Restoration & Grading:

Restoration Philosophy:

This might be stating the obvious but I will mention it just in case – every pipe offered here is an estate pipe, meaning it was used at one point or another.

I will try to sum up my restoration philosophy and morals, but keep in mind that every restoration is approached very individually.

My main goal is always to do the pipe justice and to give it the best chance in its “second life” in a deliberately conservative way – the goal is to preserve originality, character, and history rather than to make a pipe look artificially new. I avoid unnecessary material removal, aggressive refinishing.

Like everything else those morals have their exceptions – if I am restoring pretty new pipe for example that is supposed to look “like new” and doesn’t have much historical value, I might fix some issues, which I will never touch on a 50+ years old pipe.

At the end of the day, a perfect restoration is one where no material was sanded away and the original stain was 100% preserved.

I still need to balance out the “best chance in life” and if I see that a pipe will benefit from a fix than it will lose, then I just do what I think is best for the pipe.

Grading Overview:

As you can see following those strict rules and morals means that my end results will never be the same, because pipes come to me in an array of different conditions.

This is why I created my Restoration Grading system.

Let me give you the basics then give the specific rules for every grade in order to be as transparent as possible.

Grade A pipes – completely restored pipes up to my standards and ready to smoke. These go from grade A1 to A5.

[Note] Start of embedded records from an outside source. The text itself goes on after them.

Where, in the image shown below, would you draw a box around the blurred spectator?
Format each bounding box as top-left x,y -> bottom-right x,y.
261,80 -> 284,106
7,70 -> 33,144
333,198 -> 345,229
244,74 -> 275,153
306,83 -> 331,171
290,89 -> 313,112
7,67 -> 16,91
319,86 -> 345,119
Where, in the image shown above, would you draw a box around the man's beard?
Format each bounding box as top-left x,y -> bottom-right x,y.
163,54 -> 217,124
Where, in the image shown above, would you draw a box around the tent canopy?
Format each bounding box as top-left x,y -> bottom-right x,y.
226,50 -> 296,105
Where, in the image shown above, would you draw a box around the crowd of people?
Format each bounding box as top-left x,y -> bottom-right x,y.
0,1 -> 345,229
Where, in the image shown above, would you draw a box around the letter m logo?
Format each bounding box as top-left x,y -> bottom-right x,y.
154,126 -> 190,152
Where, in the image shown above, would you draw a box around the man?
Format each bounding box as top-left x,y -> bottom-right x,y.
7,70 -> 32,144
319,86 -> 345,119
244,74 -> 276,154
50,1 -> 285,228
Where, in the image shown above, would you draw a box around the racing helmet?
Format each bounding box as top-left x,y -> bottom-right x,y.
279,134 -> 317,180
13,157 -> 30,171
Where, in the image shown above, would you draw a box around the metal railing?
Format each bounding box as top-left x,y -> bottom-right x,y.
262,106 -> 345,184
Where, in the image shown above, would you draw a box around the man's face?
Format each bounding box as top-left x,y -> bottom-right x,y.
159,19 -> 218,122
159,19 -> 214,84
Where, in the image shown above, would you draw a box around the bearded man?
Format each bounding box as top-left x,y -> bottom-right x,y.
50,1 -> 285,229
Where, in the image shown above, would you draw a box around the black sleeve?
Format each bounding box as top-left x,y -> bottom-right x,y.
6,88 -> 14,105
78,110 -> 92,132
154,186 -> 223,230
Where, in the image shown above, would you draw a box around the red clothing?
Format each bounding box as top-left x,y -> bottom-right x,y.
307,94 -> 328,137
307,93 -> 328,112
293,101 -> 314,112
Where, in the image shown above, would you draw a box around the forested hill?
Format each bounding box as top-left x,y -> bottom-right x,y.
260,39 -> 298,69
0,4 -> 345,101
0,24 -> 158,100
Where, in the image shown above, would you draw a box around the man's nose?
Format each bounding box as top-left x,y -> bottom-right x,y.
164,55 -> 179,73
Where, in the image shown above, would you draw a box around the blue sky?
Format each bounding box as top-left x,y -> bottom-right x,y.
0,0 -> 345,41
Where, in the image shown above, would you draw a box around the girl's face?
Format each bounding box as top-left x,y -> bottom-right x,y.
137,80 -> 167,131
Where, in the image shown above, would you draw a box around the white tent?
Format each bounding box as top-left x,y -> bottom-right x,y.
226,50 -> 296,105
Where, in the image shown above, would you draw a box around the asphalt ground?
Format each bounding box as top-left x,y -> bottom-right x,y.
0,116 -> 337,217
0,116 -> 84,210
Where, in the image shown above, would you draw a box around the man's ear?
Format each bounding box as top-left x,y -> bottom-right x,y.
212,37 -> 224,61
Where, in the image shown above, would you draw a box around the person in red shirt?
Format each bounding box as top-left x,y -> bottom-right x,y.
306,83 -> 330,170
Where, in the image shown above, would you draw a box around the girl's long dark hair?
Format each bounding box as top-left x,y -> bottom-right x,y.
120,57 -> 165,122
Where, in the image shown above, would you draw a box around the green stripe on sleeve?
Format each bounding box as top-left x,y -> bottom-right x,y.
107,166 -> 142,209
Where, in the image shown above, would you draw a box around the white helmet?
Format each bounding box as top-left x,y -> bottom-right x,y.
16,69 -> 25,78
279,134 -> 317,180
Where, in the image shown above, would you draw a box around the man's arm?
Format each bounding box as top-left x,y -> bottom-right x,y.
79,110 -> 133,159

Grade B Pipes – the pipes in this grade didn’t make the cut and I decided not to restore them, for one reason or another. They are still inspected for major damage but not restored whatsoever. These are either grade B1 or B2.

Restoration Grades:

A1 – NOS and usnmoked pipes only

A2 – barely smoked pipes (less than 10 times) in practically as new condition

A3 – pipes in this grade will be very close to “as new” condition but some minor usage or restoration marks are allowed

A4 – some more obvious usage or restoration marks are allowed, but only cosmetic ones and they will be specifically mentioned and shown in photos. Still no repairs done on the pipes.

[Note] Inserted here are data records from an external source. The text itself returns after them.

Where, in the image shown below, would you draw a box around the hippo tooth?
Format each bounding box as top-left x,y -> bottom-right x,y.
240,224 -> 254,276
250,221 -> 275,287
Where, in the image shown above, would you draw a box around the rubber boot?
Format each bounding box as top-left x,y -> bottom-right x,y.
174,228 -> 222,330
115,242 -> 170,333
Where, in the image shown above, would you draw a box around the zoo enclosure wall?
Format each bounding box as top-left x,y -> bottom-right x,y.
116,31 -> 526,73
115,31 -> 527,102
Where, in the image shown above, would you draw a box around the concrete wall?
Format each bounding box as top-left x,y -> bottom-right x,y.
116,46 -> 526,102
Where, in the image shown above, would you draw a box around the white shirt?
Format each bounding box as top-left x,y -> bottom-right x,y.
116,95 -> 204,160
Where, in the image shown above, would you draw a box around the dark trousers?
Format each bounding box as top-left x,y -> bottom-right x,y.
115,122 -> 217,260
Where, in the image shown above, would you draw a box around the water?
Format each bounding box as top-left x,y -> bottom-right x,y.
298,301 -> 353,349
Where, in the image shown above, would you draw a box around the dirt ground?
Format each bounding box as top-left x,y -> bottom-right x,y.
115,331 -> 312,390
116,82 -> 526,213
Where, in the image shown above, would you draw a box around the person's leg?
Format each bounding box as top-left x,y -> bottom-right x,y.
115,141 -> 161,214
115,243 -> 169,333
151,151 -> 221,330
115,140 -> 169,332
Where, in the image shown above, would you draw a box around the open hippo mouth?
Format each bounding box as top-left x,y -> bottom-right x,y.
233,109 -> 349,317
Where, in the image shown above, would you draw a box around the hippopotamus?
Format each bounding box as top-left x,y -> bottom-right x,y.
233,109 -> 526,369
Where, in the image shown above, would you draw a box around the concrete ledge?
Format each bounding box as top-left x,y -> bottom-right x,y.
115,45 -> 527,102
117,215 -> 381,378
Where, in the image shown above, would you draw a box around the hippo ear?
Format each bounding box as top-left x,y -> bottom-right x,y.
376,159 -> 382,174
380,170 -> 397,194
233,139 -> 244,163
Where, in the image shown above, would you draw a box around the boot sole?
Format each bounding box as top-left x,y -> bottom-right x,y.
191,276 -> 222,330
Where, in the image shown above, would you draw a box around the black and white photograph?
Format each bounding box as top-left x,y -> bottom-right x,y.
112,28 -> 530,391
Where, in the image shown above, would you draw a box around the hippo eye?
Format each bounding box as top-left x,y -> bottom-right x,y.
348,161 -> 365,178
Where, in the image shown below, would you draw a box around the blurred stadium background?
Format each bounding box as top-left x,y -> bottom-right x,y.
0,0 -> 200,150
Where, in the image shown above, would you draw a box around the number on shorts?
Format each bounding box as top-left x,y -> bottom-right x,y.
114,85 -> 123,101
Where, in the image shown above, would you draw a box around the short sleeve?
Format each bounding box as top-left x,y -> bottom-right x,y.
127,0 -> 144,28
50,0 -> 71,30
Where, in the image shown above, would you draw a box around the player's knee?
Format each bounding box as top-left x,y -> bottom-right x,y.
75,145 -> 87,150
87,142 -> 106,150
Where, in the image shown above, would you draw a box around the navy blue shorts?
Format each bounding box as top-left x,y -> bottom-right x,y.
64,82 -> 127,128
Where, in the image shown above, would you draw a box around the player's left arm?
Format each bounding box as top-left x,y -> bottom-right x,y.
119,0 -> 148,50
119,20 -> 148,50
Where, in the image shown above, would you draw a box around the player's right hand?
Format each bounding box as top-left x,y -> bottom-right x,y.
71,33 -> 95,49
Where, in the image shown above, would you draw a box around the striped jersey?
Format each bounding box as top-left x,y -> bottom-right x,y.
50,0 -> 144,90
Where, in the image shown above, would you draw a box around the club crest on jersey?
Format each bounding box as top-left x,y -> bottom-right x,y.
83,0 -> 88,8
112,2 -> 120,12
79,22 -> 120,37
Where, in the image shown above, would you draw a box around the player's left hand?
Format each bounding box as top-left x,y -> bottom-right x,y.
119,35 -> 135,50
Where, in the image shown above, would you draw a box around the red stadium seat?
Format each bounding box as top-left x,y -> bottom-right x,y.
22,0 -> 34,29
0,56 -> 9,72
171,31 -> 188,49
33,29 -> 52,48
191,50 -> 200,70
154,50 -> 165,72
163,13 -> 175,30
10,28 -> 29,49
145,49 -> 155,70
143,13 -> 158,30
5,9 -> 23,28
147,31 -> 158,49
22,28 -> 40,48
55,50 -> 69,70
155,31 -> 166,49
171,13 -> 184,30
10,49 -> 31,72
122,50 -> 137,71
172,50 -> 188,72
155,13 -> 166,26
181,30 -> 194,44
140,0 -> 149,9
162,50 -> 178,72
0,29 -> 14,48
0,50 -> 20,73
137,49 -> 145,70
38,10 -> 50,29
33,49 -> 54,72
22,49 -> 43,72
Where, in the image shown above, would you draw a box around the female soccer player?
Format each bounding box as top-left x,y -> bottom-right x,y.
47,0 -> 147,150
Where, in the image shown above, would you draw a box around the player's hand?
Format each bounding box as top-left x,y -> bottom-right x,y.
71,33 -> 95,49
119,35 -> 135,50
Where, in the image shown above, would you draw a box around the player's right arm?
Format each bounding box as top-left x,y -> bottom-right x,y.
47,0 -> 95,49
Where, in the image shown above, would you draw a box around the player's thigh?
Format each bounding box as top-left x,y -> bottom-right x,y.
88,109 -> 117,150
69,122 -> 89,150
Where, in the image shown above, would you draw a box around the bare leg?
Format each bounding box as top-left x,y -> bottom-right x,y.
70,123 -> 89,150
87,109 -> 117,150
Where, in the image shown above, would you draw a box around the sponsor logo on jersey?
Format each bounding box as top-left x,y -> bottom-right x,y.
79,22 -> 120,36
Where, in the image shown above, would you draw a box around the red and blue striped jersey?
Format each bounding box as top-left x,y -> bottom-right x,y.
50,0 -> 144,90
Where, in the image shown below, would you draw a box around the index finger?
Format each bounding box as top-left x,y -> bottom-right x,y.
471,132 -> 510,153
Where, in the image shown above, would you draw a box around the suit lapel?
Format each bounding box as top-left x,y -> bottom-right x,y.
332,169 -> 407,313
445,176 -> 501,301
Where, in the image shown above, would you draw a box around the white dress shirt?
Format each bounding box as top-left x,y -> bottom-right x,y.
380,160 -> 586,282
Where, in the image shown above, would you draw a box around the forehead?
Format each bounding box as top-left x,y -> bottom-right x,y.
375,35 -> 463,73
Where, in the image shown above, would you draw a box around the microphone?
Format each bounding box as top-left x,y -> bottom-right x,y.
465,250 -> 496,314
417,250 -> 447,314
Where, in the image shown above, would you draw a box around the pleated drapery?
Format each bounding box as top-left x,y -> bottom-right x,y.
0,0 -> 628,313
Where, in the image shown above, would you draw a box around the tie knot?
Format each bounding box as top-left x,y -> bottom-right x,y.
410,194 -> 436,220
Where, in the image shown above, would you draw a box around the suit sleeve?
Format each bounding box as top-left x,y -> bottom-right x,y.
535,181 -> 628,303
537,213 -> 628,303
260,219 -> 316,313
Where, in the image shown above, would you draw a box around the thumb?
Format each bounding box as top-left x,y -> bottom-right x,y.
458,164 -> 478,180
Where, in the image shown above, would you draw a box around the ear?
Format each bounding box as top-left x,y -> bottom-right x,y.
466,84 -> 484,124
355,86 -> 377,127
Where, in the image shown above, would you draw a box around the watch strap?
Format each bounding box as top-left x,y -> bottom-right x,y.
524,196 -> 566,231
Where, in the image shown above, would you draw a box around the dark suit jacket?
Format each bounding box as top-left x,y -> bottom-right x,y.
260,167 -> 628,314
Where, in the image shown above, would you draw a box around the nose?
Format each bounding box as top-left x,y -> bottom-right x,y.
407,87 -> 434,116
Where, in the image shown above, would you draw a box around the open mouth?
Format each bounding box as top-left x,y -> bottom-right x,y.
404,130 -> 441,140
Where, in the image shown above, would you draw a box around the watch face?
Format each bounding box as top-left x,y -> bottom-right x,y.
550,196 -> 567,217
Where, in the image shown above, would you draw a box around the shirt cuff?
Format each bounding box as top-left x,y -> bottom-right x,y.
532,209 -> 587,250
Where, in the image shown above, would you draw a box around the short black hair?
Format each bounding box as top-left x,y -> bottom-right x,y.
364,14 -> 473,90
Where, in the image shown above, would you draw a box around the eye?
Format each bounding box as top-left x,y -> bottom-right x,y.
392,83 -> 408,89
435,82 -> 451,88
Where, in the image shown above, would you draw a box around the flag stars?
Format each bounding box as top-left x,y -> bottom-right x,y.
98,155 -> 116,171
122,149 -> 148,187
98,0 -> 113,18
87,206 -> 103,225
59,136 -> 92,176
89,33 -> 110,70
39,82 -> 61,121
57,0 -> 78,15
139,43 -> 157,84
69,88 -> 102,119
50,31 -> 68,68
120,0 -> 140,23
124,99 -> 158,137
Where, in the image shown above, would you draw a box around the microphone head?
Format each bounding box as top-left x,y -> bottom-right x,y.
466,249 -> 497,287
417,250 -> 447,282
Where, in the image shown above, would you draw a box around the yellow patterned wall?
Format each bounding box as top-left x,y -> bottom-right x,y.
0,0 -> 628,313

A5 – the only condition for this grade that I pay attention to is if I had to do a major repair on the pipe – gluing cracks, reshaping, filling etc… Even if I have a grade A2 pipe but with just one repair it automatically becomes an A5.

B1 – unrestored pipes without major repairs needed. They can all be restored up to a Grade A1–A4 by a skilled restorer.

B2 – unrestored pipes which need repair work and can only be restored up to a Grade A5.

 

Disclaimer

Grade B pipes are great project pipes or a way for you to learn and experience the restoration process yourself, without having to stress about ruining a nice Dunhill or Peterson.

Unfortunately, I can’t guarantee any results here, as it depends a lot on your personal skills.

Basic Restoration Process:

1. Inspection

2. De-ghosting

3. Reaming the bowl

(I always aim to leave a thin carbon layer, but most of the time they will have none, because I wanted to see if there is any hidden damage to the briar)

4. Through cleaning of the whole inside of the pipe (bowl, shank and stem)

Since everyone has their own standards for this pipe, please assume that it is done 90% up to your liking and might need a minute or two for you to consider the pipe ready to smoke.

5. Rim work

Get rid of lava, darkening unevenness and damage. Most of the time this specific step is the biggest deciding factor as to what grade a pipe ends up being.

6. Briar surface

Clean, dents and damage, stain and polish. Here is mostly inspection and decision making.

7. Stem work

Deoxidation, fit, fix chatter, fix any damage on the bite or button, polish.

(Keep in mind that on older pipes especially if they have a “weeker” logo stamp, the stamp area might be left slightly oxidized as not to damage the stamp itself)

8. Wax

As a last step I put a very thin layer of carnauba wax on the briar. This layer is not intended to be permanent – it gives the pipe a great and very glossy protective layer, which will be absorbed by the briar or your hands after 1–3 bowls, leaving a beautiful and more age appropriate satin finish.